Easily the most numerous of Sarawak’s indigenous peoples, the Iban make up nearly thirty percent of the state’s population. Their language is from the same family as Malay, and any Malay speakers will notice considerable overlap in vocabulary as well as predictable changes in word endings – datang (come) and makan (eat) in Malay, for example, become datai and makai in Iban.
Origins and conflicts
Having outgrown their original home in the Kapuas river basin of west Kalimantan, the Iban migrated to the Lupar River in southwest Sarawak in the sixteenth century, and came into conflict with the Melanau and Malays. With the Brunei sultanate at its height, the Malays pushed the Iban back inland up rivers such as the Rejang, into interior areas dominated by the Kayan. Great battles were waged between the two groups; one source recorded seeing “a mass of boats drifting along the stream, [the combatants] spearing and stabbing each other; decapitated trunks and heads without bodies, scattered about in ghastly profusion”. Although such inter-ethnic conflict stopped as migration itself slowed, the Iban were still taking heads as recently as the 1960s during the Konfrontasi, when the Indonesian army came up against Iban who had thrown their lot in with Malaysia.

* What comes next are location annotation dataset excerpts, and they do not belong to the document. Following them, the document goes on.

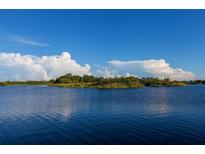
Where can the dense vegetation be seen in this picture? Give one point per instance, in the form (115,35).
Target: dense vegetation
(89,81)
(69,80)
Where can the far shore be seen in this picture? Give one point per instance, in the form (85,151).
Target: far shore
(86,81)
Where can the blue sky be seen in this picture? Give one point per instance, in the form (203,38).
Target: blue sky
(95,37)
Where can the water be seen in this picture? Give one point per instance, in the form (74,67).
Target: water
(51,115)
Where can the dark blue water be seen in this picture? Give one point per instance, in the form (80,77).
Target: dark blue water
(51,115)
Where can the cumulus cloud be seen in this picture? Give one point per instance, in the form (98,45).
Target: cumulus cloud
(154,68)
(14,66)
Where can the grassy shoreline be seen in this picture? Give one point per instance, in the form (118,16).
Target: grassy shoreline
(74,81)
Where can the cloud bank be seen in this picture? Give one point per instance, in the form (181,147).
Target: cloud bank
(155,68)
(17,67)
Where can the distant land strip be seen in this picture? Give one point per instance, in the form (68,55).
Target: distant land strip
(89,81)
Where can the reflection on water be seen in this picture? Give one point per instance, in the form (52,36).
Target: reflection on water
(162,105)
(51,115)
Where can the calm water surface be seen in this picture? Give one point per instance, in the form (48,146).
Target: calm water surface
(51,115)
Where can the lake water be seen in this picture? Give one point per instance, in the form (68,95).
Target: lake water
(51,115)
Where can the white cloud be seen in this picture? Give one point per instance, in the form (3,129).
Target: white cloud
(155,68)
(14,66)
(28,41)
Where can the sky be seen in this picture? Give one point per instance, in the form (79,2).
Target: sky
(44,44)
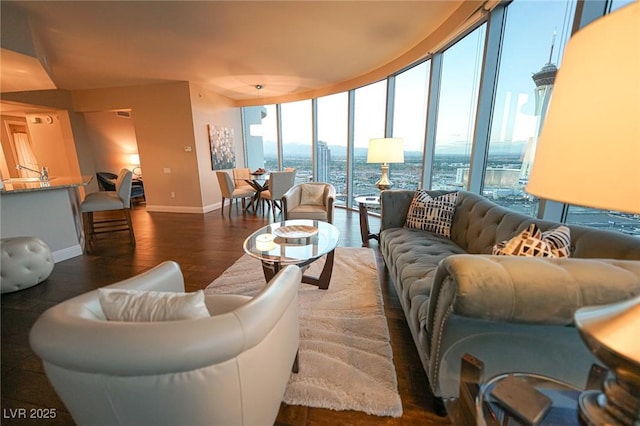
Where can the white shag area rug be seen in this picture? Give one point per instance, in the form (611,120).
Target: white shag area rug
(346,362)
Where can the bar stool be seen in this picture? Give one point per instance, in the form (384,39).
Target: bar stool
(104,201)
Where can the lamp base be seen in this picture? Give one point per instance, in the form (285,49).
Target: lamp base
(384,182)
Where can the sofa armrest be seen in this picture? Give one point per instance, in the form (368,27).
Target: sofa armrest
(394,207)
(527,289)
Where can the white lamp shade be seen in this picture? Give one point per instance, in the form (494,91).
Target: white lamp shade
(588,153)
(385,150)
(255,130)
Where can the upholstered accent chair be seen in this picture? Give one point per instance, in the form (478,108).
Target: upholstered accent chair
(104,201)
(311,200)
(279,183)
(230,368)
(231,192)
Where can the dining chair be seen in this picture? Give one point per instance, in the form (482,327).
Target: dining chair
(230,192)
(279,183)
(107,182)
(241,177)
(105,201)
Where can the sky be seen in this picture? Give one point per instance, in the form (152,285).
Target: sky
(531,28)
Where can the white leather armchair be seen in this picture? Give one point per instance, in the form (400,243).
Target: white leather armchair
(228,369)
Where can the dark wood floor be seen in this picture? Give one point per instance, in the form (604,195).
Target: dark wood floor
(204,246)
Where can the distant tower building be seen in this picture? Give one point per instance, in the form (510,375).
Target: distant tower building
(323,161)
(544,80)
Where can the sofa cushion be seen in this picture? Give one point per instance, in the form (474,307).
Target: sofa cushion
(533,242)
(432,214)
(138,305)
(415,255)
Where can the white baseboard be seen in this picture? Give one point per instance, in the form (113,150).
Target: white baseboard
(66,253)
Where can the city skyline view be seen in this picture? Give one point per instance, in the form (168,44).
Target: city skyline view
(534,37)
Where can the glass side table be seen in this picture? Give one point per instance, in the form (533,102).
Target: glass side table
(365,233)
(476,404)
(563,397)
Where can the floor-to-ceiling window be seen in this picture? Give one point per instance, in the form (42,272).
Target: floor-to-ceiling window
(604,219)
(331,149)
(296,138)
(523,91)
(532,43)
(409,118)
(460,80)
(269,131)
(369,122)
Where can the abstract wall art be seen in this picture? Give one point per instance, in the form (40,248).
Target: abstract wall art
(221,143)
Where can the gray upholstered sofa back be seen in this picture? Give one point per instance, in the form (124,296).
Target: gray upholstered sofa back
(479,223)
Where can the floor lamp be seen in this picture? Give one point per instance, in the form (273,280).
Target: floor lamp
(588,155)
(385,151)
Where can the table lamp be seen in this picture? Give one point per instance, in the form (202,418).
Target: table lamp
(135,160)
(385,151)
(588,155)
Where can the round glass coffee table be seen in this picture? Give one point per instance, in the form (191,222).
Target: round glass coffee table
(295,242)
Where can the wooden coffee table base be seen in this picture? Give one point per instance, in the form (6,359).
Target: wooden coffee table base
(271,268)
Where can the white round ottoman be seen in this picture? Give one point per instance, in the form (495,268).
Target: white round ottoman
(26,261)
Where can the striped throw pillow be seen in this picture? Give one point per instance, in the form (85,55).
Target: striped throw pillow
(432,214)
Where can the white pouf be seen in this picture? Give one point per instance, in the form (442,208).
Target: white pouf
(26,261)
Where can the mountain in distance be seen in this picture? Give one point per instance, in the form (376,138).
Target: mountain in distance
(340,152)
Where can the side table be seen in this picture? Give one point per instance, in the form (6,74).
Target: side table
(363,202)
(476,404)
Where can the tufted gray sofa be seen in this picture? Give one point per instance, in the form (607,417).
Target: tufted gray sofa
(514,313)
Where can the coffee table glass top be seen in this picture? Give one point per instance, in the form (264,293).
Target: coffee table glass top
(273,243)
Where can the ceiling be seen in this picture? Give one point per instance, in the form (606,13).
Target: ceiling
(228,47)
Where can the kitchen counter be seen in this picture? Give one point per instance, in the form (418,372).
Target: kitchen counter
(47,210)
(13,186)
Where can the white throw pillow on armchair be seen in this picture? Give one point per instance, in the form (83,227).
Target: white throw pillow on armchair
(138,305)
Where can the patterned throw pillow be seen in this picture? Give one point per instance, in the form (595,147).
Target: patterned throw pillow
(533,242)
(432,214)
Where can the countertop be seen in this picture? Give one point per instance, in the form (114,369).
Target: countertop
(56,182)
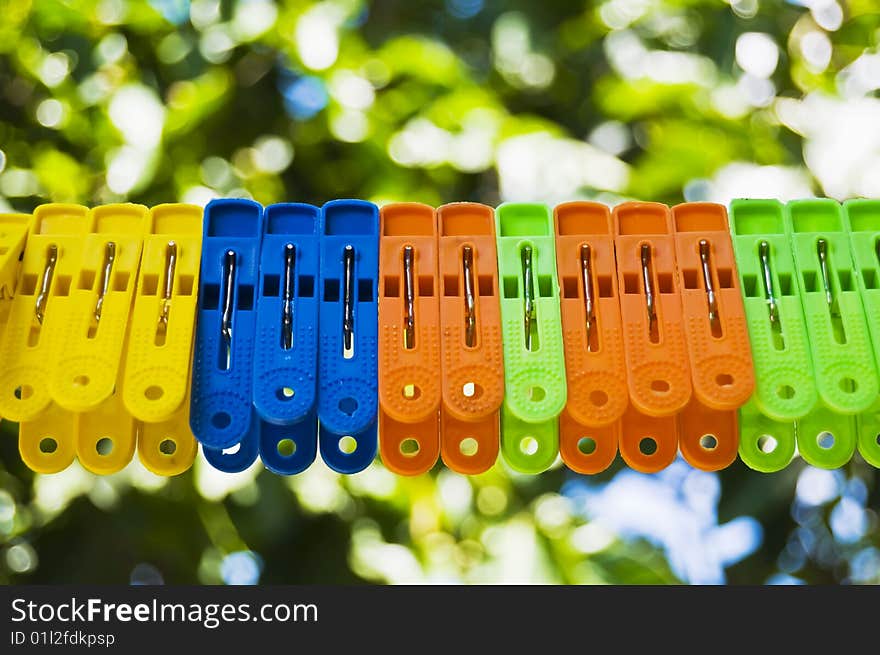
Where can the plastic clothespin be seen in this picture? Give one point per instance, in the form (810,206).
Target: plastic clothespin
(472,367)
(35,327)
(106,436)
(862,222)
(286,349)
(534,361)
(162,326)
(89,355)
(840,345)
(221,408)
(654,342)
(785,389)
(347,354)
(718,341)
(409,339)
(589,428)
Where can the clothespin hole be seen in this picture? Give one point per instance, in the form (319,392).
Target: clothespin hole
(286,447)
(104,446)
(587,445)
(409,447)
(469,446)
(528,445)
(153,392)
(825,440)
(708,442)
(232,450)
(647,446)
(347,445)
(767,444)
(284,393)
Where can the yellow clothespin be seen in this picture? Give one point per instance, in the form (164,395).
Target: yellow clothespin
(162,325)
(89,355)
(52,259)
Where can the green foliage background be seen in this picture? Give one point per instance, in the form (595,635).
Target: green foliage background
(432,101)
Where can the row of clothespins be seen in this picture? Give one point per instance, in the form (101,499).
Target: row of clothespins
(447,334)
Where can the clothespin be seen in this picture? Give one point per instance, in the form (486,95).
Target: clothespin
(409,339)
(534,362)
(840,345)
(13,235)
(654,342)
(785,388)
(162,326)
(589,428)
(286,350)
(90,351)
(862,223)
(347,354)
(472,368)
(221,408)
(718,342)
(35,328)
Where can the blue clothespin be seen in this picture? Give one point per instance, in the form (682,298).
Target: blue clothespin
(221,407)
(239,456)
(347,355)
(285,369)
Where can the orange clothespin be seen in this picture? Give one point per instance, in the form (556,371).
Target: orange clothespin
(409,339)
(718,344)
(472,370)
(589,428)
(654,340)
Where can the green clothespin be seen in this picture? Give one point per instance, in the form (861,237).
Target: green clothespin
(862,221)
(534,363)
(840,345)
(785,389)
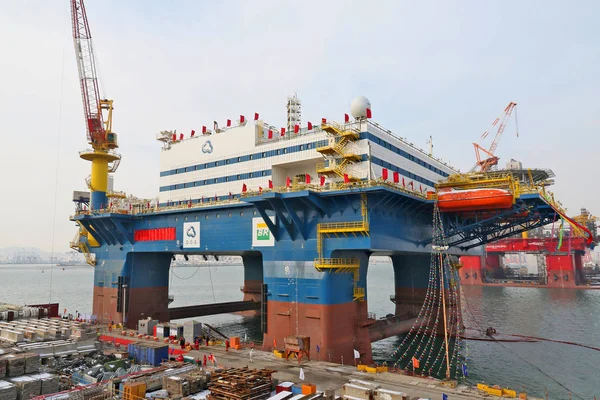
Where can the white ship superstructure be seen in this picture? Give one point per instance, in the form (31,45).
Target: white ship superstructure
(253,155)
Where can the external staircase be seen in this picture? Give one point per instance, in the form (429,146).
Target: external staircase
(347,265)
(338,153)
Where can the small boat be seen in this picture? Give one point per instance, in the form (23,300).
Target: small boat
(474,199)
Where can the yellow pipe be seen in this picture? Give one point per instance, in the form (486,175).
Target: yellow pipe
(99,174)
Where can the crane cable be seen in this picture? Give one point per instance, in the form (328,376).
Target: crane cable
(60,106)
(518,356)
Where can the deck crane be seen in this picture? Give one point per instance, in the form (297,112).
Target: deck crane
(99,127)
(485,164)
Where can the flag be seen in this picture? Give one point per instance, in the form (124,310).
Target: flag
(415,363)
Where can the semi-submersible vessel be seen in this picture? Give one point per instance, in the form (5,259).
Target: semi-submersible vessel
(305,206)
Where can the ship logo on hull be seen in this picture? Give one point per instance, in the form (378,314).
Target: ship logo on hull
(191,235)
(207,147)
(261,234)
(191,232)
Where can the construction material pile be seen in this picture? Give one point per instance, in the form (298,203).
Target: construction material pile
(186,384)
(240,384)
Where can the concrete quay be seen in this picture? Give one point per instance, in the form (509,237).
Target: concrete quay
(330,376)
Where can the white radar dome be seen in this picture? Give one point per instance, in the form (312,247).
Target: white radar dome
(358,107)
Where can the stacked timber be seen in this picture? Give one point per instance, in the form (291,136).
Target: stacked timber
(240,384)
(27,387)
(8,391)
(50,383)
(32,363)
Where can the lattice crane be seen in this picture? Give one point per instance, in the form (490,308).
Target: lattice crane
(485,164)
(99,127)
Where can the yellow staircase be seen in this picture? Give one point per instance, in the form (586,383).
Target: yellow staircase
(337,265)
(339,150)
(81,246)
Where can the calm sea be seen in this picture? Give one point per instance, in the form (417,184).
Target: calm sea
(563,314)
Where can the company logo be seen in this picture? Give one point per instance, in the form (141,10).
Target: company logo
(207,147)
(191,232)
(262,232)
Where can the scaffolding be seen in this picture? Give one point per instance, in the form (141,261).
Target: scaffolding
(348,265)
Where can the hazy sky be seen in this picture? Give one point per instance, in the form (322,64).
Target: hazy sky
(444,68)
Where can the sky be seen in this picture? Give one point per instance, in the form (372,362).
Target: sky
(444,69)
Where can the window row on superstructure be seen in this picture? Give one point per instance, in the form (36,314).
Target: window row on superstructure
(302,147)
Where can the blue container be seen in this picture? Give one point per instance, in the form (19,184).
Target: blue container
(156,354)
(140,353)
(131,349)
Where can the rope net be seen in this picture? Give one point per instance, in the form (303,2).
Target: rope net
(434,345)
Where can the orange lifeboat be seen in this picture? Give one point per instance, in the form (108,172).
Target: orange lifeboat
(474,199)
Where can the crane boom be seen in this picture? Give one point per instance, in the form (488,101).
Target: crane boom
(99,131)
(485,164)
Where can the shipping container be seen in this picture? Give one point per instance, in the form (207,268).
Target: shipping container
(157,353)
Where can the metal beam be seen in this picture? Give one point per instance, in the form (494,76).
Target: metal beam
(295,219)
(212,309)
(279,212)
(260,207)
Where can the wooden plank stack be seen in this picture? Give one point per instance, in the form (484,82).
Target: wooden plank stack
(240,384)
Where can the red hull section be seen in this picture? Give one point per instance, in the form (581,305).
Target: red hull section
(476,199)
(470,272)
(334,328)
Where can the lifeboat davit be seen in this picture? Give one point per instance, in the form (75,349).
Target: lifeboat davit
(474,199)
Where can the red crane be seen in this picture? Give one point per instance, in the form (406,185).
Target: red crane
(99,128)
(485,164)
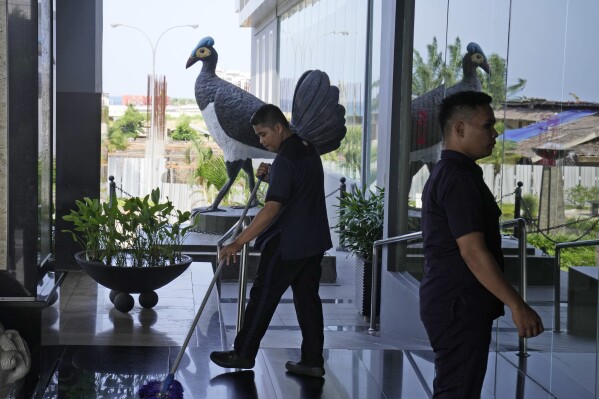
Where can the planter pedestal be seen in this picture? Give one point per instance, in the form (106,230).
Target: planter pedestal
(364,285)
(124,281)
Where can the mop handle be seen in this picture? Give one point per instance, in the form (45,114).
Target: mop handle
(216,274)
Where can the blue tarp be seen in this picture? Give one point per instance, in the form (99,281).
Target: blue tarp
(544,125)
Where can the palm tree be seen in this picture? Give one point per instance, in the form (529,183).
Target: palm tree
(210,172)
(431,74)
(495,84)
(435,72)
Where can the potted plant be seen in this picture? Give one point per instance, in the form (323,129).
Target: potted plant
(360,223)
(134,247)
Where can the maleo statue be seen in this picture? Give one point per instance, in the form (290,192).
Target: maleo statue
(427,138)
(316,116)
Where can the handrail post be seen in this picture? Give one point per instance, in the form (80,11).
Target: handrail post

The Iban figure prominently in the minds of visitors, thanks to their traditional communal dwelling, the longhouse. Each has its own tuai (headman), who leads more by consensus than by barking orders. For details see longhouse architecture,.
Traditionally, young men left the longhouse to go on bejalai, the act of joining a warring party – essentially a rite of passage for a youth to establish his independence and social position before marriage. Nowadays, to the extent that bejalai has meaning, it may translate into going to university or earning a good wage on offshore oil rigs or in a hotel or factory in Singapore.
Further complicating the bejalai tradition, of course, is that women are now much more socially mobile, and can pursue education and their own careers. Traditionally, however, women had distinct duties. They never went hunting, but were great weavers; indeed, an Iban woman’s weaving prowess used to determine her status in the community. The women are most renowned for their pua kumbu (blanket or coverlet) work, a cloth of intricate design and colour. The pua kumbu once played an integral part in Iban rituals, hung up prominently during harvest festivals and weddings, or used to cover structures containing charms and offerings to the gods.
Development and urbanization
More than half of Sarawak’s Iban have moved permanently to the cities and towns in the west of the state, or may spend the working week there and weekends back in their longhouse. Most rural Iban no longer live purely off the land but also undertake seasonal work in the rubber and oil industries. By no small irony, logging – the business that most devastated their traditional lands – also long supplied plentiful and lucrative work; these days oil-palm cultivation and production provide more employment.